The nsexec function, written in C, changes the namespace of the init process.
It is invoked before the Go runtime starts by the following snippet in the nsenter.go:
//go:build linux && !gccgo
package nsenter
/*
#cgo CFLAGS: -Wall
extern void nsexec();
void __attribute__((constructor)) init(void) {
nsexec();
}
*/
import "C"
The README.md of nsenter explains that managing the namespaces of the init process is is implemented in C runtime because there can be more than one thread in the Go runtime.
setns switches only the calling thread’s namespace, so it needs to be called on all threads if there are multiple.
nsexec calls clone twice to alter the namespace of the init process.
The following diagram illustrates the procedure of the nsexec function:
Only the process created last executes the return statement, leading to the Go main function.
The rest of the precedent init processes terminate without starting the Go runtime.
nsexec executes clone to assign PID 1 to the init process within a namespace.
unshare can create a new namespace, but cannot alter the calling process’s pid_namespace.
Passing the CLONE_PARENT flag to clone makes the new child init process’s parent the parent process of the caller.
Since run is the parent of the leftmost init process in the diagram, the last created init process that executes the return statement and are followed by the Go main function has the run process as a parent.
Consequently the SIGCHLD of the init process will be delivered to the run process that waits for the signal.
The second init process in the diaram join exsisting namespaces using setns or moves to new namespaces by unshare.
The /proc/<pid>/uid_map and /proc/<pid>/gid_map define the mapping of the UID and GID between the namespace of the run process and that of the init process.
The centrally positioned init process, initially cloned, participates in existing namespaces using setns or moves to newly created namespaces via unshare.
For instance the file owner of a file created by the init process can be seen as the corresponding user defined in the mapping from the processes in the run processe’s namespace.
Root Filesystem
pivot_root changes the init process’s root filesystem.

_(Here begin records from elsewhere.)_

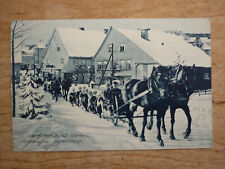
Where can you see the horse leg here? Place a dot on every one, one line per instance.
(163, 122)
(66, 93)
(187, 112)
(159, 115)
(131, 123)
(150, 124)
(144, 124)
(172, 113)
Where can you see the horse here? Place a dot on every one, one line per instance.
(180, 89)
(149, 94)
(56, 90)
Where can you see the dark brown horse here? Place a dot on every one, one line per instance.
(149, 94)
(180, 89)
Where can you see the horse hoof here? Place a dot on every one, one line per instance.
(161, 143)
(172, 137)
(135, 134)
(186, 134)
(149, 127)
(142, 139)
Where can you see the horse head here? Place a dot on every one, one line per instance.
(182, 75)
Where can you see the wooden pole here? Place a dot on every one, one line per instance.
(112, 75)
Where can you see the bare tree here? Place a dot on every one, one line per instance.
(17, 39)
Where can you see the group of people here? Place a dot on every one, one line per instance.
(96, 101)
(58, 87)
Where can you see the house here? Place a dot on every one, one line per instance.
(28, 57)
(201, 40)
(135, 52)
(70, 52)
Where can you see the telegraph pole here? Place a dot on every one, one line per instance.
(112, 75)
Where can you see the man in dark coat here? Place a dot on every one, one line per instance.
(116, 96)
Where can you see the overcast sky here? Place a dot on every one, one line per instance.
(42, 29)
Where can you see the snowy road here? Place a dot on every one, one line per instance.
(71, 128)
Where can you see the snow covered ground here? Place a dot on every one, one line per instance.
(71, 128)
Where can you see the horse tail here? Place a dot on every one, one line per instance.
(127, 89)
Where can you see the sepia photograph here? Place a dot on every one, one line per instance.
(111, 84)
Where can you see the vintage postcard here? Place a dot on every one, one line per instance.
(111, 84)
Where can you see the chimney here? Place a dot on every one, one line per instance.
(82, 28)
(106, 31)
(144, 34)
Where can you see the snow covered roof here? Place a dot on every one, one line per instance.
(18, 57)
(41, 45)
(81, 43)
(168, 49)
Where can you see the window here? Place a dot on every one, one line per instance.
(122, 48)
(110, 47)
(99, 65)
(58, 47)
(62, 61)
(128, 65)
(75, 62)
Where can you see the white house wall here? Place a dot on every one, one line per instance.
(132, 52)
(54, 57)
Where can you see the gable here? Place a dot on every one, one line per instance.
(131, 50)
(56, 54)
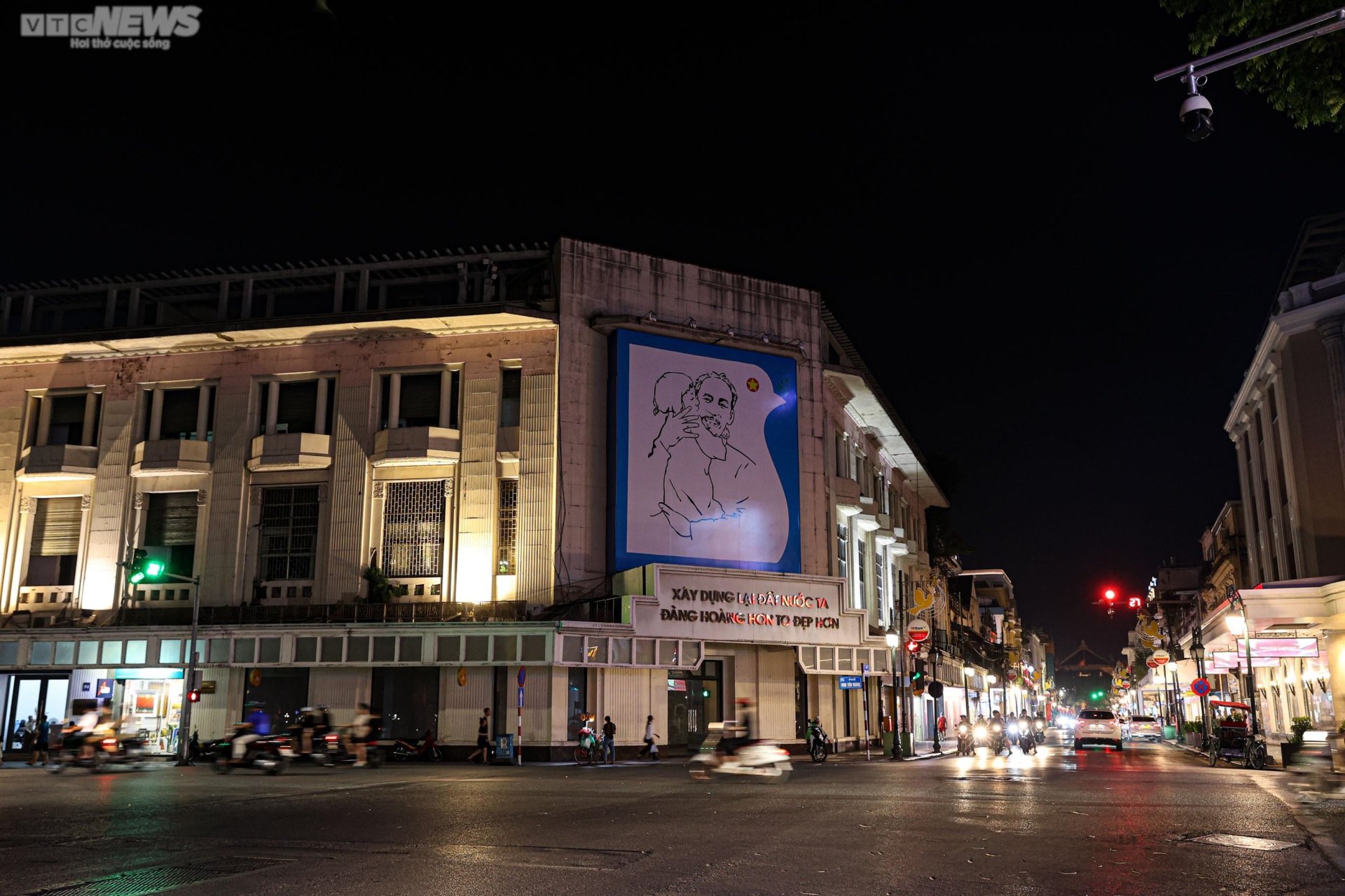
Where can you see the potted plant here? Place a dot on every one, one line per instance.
(1298, 724)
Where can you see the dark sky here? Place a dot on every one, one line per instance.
(1059, 292)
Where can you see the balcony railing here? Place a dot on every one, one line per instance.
(320, 614)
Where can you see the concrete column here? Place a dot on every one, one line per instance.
(156, 415)
(43, 420)
(394, 400)
(1333, 338)
(88, 436)
(320, 422)
(202, 412)
(272, 406)
(446, 394)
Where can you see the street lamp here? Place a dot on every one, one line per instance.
(899, 692)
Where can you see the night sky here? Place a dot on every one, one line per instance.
(1058, 291)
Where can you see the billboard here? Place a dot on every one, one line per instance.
(705, 464)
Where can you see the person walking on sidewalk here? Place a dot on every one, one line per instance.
(483, 738)
(650, 747)
(608, 740)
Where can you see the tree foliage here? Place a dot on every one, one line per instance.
(1304, 81)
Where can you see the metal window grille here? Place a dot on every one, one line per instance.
(507, 536)
(288, 533)
(413, 529)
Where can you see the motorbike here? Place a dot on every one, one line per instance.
(427, 750)
(109, 750)
(998, 740)
(966, 740)
(767, 761)
(269, 755)
(820, 743)
(339, 752)
(1026, 742)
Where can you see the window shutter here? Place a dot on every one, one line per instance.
(171, 518)
(55, 528)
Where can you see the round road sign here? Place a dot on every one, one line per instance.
(918, 630)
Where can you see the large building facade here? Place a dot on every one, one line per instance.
(542, 481)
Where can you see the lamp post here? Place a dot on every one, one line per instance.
(899, 693)
(1236, 600)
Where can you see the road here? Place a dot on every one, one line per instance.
(1058, 822)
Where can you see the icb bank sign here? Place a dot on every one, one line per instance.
(113, 27)
(706, 455)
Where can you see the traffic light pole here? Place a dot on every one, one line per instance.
(185, 728)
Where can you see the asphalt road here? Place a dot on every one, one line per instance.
(1058, 822)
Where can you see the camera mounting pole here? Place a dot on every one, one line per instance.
(1314, 27)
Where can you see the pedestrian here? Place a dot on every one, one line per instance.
(483, 738)
(362, 732)
(608, 740)
(41, 755)
(650, 747)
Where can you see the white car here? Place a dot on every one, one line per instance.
(1098, 726)
(1143, 728)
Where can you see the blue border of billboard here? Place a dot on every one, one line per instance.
(782, 438)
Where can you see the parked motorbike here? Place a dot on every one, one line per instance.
(425, 750)
(966, 740)
(109, 750)
(820, 744)
(1026, 742)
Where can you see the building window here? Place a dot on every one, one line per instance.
(54, 551)
(842, 548)
(511, 394)
(861, 570)
(171, 530)
(507, 536)
(413, 529)
(295, 406)
(65, 419)
(419, 400)
(288, 533)
(179, 413)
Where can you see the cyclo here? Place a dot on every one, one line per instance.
(1231, 738)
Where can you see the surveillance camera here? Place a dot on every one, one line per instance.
(1194, 118)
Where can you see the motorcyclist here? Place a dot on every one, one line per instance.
(238, 743)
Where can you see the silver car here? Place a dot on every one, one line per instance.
(1145, 728)
(1098, 726)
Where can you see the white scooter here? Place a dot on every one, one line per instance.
(763, 760)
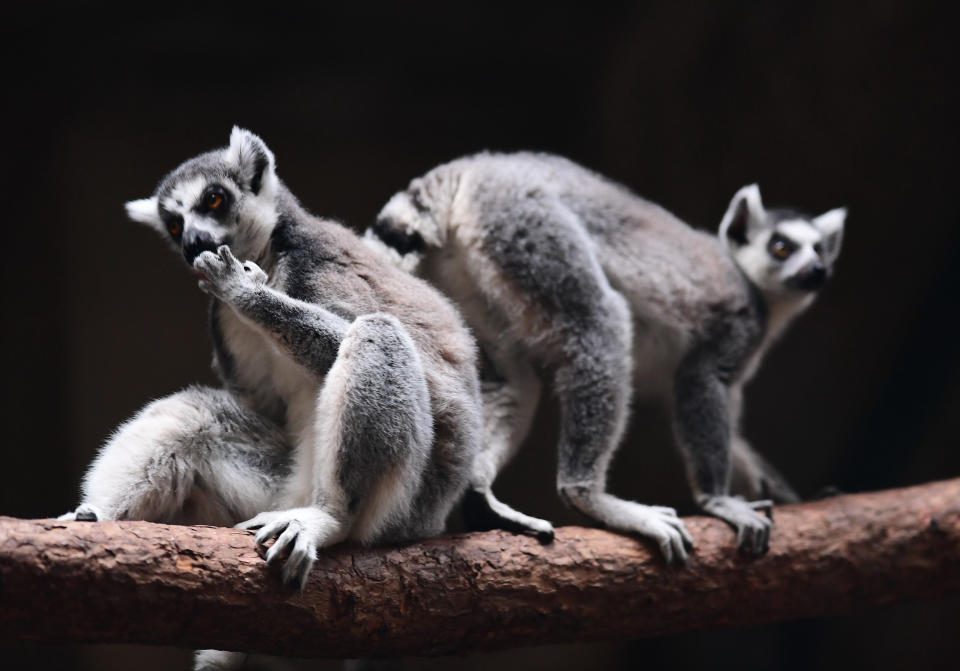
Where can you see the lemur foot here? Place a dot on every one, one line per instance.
(302, 531)
(224, 277)
(218, 660)
(661, 524)
(483, 512)
(753, 529)
(85, 512)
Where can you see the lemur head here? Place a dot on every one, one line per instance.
(407, 225)
(782, 252)
(223, 197)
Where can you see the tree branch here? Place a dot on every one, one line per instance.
(205, 587)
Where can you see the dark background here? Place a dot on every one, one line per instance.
(822, 104)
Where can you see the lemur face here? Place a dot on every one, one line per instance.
(212, 199)
(779, 250)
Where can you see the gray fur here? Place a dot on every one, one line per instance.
(558, 269)
(358, 381)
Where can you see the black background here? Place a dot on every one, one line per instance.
(823, 104)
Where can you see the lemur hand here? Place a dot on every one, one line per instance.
(224, 277)
(753, 529)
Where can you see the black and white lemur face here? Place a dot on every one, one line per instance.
(781, 251)
(202, 203)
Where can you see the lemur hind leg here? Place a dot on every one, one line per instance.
(366, 454)
(511, 391)
(198, 456)
(594, 392)
(702, 426)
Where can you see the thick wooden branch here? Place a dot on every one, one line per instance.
(135, 582)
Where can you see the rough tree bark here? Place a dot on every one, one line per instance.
(135, 582)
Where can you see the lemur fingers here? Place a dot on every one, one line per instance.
(668, 531)
(85, 512)
(753, 529)
(301, 530)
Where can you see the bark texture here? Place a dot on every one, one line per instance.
(205, 587)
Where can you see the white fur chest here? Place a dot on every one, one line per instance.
(267, 372)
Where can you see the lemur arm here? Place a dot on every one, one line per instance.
(308, 332)
(702, 423)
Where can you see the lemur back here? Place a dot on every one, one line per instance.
(562, 272)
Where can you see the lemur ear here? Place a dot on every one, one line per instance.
(145, 211)
(252, 160)
(744, 216)
(830, 224)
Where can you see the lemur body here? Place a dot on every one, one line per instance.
(560, 271)
(352, 407)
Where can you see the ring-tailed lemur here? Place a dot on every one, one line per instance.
(352, 407)
(557, 268)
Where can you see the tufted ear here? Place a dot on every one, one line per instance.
(146, 212)
(744, 216)
(830, 224)
(253, 161)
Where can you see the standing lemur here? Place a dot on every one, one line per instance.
(352, 404)
(561, 271)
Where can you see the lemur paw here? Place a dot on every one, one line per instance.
(224, 277)
(302, 531)
(753, 529)
(668, 531)
(85, 512)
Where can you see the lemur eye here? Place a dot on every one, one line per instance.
(213, 200)
(781, 248)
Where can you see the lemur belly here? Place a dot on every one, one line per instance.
(655, 358)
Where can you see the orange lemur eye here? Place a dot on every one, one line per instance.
(213, 200)
(781, 248)
(173, 222)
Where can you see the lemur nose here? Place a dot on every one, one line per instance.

Below is a code snippet illustrating the execution of the pivot_root, setting the top directory of rootfs as the root filesystem:
cd rootfs && mkdir put_old
# run /bin/sh in a new namespace
unshare -mpfr /bin/sh
# the first argument of pivot_root must be a mount point
mount --bind $(pwd) $(pwd)
# Place the original root in put_old. Can be unmounted later
pivot_root $(pwd) $(pwd)/put_old
Differences Between Host Processes and Containers
The init process is created by the run process, and transforms into a container.
Containers can beee seen as just processes that are isolated by namespaces and pivot_root.